Au fil des pages, le lecteur découvre ensuite la destinée singulière de cinq villes dont le développement fut imaginé au regard d’options dictées par leur identité propre. Rabat y est privilégiée. Qualifiée par l’auteure de « ville paysage idéale », la capitale reflète l’intérêt particulier qu’elle revêtit auprès du résident général et le modèle unique qu’elle incarna dans la conjugaison des intentions qui concoururent à l’élaboration de son déploiement. Marrakech, « cité des grands jardins », et Fez, « la ville spirituelle », eurent en commun d’être des cités-jardins avant l’heure. Elles bénéficièrent cependant d’un traitement différent qui consista sur Marrakech à intégrer les nouveaux quartiers urbains en préservant les jardins existants, et sur Fez à établir un plan des espaces libres à l’échelle de l’agglomération. À Meknès, « la ville des oliviers », la spécificité agricole de la région conduisit à l’introduction de nouvelles cultures et à l’amélioration des rendements. Le texte se clôture avec Casablanca, « une ville tournée vers son port ». Bien qu’elle ait fait l’objet de nombreuses recherches sur le plan urbain et architecturale, la ville non étudiée par Forestier, pâtit d’un manque d’archives qui limite toute étude précise. Ceci étant, et malgré le fait qu’elle soit aussi la moins verdoyante, elle dispose du plus grand jardin public urbain conçu sous le protectorat avec le parc de la Ligue arabe qui s’étend sur 30 HA.

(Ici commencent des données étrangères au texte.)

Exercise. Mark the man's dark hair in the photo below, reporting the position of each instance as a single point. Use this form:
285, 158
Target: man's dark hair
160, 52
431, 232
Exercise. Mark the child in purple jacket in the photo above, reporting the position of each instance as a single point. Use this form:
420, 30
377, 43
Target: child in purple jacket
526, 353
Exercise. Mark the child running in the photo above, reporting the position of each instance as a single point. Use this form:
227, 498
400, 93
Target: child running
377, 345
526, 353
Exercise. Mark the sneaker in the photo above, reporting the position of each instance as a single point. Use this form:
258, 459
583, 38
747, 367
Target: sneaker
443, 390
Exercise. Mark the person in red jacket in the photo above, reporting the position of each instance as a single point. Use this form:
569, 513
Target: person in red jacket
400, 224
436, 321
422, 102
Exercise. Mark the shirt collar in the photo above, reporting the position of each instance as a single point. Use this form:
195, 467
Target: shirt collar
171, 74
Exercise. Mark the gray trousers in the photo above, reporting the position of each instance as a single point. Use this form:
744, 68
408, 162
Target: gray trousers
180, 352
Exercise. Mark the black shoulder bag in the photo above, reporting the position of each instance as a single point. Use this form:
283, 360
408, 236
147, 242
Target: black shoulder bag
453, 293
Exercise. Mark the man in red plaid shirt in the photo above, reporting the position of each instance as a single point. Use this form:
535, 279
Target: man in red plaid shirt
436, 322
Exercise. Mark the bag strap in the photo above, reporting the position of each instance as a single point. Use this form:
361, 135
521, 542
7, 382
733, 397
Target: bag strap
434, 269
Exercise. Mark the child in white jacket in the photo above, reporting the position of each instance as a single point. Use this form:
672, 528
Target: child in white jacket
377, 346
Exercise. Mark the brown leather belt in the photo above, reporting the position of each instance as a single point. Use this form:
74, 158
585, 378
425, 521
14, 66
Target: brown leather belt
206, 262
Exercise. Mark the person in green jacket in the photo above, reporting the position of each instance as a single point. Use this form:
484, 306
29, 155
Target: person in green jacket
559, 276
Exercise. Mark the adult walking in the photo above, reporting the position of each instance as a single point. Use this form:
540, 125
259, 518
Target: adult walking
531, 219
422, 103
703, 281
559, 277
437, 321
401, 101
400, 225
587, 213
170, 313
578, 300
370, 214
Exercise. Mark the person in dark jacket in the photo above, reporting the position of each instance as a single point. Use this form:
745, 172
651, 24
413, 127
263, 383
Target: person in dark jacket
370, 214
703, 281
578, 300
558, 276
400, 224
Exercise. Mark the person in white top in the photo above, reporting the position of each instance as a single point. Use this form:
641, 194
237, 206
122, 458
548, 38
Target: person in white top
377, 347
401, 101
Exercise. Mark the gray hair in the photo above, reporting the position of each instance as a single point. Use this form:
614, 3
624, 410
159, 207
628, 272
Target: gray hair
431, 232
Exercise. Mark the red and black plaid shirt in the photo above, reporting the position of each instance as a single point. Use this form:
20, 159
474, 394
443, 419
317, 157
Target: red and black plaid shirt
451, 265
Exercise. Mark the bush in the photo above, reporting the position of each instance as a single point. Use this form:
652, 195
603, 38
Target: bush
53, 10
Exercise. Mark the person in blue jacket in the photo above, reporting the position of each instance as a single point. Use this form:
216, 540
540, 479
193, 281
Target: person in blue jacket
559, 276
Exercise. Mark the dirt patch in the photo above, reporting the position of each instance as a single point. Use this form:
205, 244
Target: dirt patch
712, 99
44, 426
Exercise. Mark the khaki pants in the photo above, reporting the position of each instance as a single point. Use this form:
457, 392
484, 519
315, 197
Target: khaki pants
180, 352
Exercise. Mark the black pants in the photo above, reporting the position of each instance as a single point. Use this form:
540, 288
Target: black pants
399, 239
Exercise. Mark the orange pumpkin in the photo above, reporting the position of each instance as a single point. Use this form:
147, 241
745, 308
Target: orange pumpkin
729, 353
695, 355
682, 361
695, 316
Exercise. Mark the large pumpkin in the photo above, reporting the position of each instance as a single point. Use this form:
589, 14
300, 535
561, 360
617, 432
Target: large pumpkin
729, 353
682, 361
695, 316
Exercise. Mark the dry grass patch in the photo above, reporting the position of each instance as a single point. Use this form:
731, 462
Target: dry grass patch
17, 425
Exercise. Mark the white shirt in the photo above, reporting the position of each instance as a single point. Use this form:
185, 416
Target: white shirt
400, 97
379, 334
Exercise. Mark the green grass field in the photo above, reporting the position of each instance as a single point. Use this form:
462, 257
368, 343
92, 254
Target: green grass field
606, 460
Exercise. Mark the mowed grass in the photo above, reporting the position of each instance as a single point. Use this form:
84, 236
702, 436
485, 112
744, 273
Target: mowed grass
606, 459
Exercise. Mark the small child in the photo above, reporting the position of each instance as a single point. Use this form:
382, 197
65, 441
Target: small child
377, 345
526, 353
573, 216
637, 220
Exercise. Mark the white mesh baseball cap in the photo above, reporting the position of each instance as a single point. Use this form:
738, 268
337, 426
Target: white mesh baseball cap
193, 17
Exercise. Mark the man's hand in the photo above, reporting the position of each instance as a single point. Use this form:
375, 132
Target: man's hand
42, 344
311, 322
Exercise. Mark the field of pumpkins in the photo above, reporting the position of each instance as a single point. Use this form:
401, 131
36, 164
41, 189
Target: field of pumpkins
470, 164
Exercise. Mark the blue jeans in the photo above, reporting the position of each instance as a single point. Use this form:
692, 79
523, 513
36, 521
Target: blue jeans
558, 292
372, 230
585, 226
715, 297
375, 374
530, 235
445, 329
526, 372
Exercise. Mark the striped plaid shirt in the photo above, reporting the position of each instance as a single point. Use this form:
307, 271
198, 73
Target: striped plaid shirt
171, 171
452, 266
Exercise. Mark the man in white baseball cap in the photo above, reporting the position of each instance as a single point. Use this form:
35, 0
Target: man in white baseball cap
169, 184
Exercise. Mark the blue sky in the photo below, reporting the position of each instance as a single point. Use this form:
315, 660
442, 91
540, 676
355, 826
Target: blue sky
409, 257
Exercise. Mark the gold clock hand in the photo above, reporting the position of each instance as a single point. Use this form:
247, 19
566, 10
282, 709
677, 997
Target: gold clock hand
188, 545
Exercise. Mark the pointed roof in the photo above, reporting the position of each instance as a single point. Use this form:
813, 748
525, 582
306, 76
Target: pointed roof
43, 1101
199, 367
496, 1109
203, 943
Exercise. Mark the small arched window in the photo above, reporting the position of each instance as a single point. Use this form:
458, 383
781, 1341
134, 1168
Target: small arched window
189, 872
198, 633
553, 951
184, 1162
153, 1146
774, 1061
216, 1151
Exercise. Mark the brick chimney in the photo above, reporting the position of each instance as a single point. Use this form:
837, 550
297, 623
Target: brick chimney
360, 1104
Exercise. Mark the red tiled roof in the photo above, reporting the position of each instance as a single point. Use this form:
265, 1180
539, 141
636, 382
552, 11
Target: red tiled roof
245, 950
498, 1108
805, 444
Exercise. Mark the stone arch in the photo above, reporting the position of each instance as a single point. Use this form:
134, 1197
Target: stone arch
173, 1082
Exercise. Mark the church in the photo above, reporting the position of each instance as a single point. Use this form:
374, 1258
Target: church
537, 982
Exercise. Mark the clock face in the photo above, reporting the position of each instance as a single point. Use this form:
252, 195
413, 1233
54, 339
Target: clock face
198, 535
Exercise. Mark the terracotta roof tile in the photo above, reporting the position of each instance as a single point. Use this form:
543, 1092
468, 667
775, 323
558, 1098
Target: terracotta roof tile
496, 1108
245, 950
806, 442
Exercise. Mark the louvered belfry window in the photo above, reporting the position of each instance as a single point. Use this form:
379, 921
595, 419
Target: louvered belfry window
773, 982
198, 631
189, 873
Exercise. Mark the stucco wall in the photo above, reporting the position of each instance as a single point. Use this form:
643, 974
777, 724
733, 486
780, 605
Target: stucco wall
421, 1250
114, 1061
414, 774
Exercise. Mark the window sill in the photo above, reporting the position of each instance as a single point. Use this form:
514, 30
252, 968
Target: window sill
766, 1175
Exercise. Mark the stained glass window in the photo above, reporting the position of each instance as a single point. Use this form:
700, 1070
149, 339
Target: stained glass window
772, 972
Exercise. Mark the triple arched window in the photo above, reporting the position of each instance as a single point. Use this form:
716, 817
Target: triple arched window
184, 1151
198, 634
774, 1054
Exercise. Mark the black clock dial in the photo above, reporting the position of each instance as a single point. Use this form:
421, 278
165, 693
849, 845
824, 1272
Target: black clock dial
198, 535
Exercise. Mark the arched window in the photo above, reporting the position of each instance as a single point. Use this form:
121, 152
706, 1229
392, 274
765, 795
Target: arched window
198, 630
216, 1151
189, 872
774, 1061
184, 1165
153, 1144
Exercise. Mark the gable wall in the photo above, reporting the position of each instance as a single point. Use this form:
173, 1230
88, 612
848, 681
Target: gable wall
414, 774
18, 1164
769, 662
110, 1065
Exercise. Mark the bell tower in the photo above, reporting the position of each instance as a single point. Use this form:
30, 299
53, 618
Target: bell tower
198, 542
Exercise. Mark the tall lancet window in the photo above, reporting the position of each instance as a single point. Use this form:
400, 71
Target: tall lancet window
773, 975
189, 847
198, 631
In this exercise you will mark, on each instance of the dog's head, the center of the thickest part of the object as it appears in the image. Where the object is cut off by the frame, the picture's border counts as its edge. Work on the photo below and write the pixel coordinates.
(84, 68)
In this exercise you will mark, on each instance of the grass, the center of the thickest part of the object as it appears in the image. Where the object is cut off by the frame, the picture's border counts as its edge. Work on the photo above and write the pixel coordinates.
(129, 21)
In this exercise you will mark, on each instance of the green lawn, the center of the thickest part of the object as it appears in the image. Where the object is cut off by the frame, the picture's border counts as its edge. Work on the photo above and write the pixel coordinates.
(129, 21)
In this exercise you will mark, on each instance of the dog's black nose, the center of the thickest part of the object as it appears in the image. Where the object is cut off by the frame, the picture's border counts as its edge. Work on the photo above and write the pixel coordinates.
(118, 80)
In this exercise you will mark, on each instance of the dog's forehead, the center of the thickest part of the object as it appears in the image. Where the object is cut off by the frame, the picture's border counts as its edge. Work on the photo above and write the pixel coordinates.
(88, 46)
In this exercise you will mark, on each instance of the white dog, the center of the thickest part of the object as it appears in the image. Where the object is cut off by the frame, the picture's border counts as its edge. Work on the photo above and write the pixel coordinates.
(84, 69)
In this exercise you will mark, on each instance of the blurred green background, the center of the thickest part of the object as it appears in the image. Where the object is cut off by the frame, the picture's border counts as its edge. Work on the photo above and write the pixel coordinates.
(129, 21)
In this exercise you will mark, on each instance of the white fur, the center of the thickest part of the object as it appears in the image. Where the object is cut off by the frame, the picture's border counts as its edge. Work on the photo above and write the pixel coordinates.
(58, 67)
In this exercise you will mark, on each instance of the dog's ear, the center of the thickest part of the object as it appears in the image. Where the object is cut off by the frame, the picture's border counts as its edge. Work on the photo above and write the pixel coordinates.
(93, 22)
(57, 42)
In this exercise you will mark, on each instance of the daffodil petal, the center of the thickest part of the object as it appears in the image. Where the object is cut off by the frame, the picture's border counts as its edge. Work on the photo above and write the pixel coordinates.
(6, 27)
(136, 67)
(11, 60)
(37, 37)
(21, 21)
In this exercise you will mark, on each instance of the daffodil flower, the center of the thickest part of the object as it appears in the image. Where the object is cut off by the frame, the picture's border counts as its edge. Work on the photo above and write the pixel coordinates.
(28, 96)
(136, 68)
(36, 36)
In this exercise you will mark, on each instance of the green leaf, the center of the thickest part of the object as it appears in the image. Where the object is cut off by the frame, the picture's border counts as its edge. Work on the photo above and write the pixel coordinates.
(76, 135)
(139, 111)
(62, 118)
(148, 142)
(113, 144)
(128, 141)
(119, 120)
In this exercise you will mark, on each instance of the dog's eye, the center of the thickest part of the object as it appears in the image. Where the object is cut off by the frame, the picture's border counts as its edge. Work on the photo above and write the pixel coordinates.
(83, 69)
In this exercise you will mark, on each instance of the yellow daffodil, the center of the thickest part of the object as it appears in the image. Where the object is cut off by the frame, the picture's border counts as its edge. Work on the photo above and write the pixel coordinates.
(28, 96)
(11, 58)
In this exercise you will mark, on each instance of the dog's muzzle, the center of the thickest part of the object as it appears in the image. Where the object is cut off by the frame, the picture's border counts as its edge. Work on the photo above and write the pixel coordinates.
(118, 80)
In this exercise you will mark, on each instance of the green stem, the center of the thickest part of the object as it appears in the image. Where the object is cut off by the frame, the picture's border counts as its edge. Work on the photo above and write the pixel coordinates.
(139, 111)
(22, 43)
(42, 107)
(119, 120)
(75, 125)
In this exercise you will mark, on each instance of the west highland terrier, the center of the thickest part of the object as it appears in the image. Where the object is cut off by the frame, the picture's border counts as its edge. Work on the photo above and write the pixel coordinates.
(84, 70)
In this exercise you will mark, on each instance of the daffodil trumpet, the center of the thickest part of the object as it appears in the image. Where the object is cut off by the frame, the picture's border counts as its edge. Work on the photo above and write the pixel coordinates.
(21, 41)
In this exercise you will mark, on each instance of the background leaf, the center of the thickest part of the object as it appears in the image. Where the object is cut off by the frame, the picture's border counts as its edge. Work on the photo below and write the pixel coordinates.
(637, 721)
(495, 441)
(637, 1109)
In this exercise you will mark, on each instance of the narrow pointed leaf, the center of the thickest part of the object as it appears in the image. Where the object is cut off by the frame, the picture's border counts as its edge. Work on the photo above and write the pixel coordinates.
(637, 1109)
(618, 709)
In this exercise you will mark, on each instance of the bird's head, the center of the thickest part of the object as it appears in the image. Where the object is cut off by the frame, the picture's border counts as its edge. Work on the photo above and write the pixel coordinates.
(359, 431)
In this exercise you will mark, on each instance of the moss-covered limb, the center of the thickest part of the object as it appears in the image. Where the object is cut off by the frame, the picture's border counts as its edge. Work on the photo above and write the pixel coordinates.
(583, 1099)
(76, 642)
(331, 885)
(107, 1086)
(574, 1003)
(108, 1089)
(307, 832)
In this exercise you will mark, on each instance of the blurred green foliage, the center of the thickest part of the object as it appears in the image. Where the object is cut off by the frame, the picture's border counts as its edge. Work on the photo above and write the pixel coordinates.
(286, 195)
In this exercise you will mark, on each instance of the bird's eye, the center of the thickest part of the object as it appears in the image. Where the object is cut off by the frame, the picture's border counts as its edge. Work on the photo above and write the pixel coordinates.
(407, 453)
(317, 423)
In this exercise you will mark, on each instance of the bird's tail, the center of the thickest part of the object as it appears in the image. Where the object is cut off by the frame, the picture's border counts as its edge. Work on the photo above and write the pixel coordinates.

La diversité des aménagements présentés, renseigne sur la variété des formes prises à l’époque par ces espaces libres. Elle témoigne également d’une riche créativité jardiniste adaptée aux terres et climats marocains, qui puisa son inspiration dans le large éventail des configurations existantes tant localement qu’à l’échelle européenne. Ce livre, très documenté sur le plan iconographique, dévoile un patrimoine spatial, botanique, hydraulique existant et disparu. En révélant la façon dont les aménagements furent projetés, il restitue en filigrane leurs dimensions plurielles souvent illisibles de nos jours. Il s’avère ainsi et à titre d’exemples que l’accès actuellement condamné de certaines issues compromet la fonction initiale d’articulation urbaine, que le parc du Triangle de vue (Nouzhat Hassan) ou le jardin d’Essais étaient appelés à remplir à Rabat. De la même manière la disparition de nombreuses espèces végétales estompe les tonalités de la composition originelle des plantations et des paysages qui s’offraient alors aux sens.

Maintenant au-delà de son apport historique, la réflexion retracée en introduction et menée au début du siècle sur les espaces libres, conserve encore toute sa légitimité dans les villes contemporaines, car si leur végétalisation est une réponse fréquemment opposée à leur minéralisation croissante, la teneur d’un projet de paysage ne se borne pas à la mise au vert d’un territoire. En effet, l’intervention spatiale interpelle plus largement sur la faculté à y cultiver le plein des vides en nourrissant l’espace public d’une sève génératrice d’un lieu de vie et d’échange pour les habitants.

Salima S. El Mandjra

Villes-paysages du Maroc, Rabat Marrakech Meknès Fès Casablanca | Mounia Bennani | Paris, La Découverte, 2017 | 310 p. | 39€, environ 500 DH

 

Paysagiste diplômée de l’École Nationale Supérieure du Paysage de Versailles et de l’École des Hautes Études en Sciences Sociales à Paris, Mounia Bennani a ouvert son agence en 2006 et a cofondé en 2010 l’association des architectes paysagistes du Maroc, première du genre en Afrique.

Salima S. El Mandjra est architecte et enseigne à l’École nationale d’architecture. Elle est titulaire d’un master en architecture du paysage.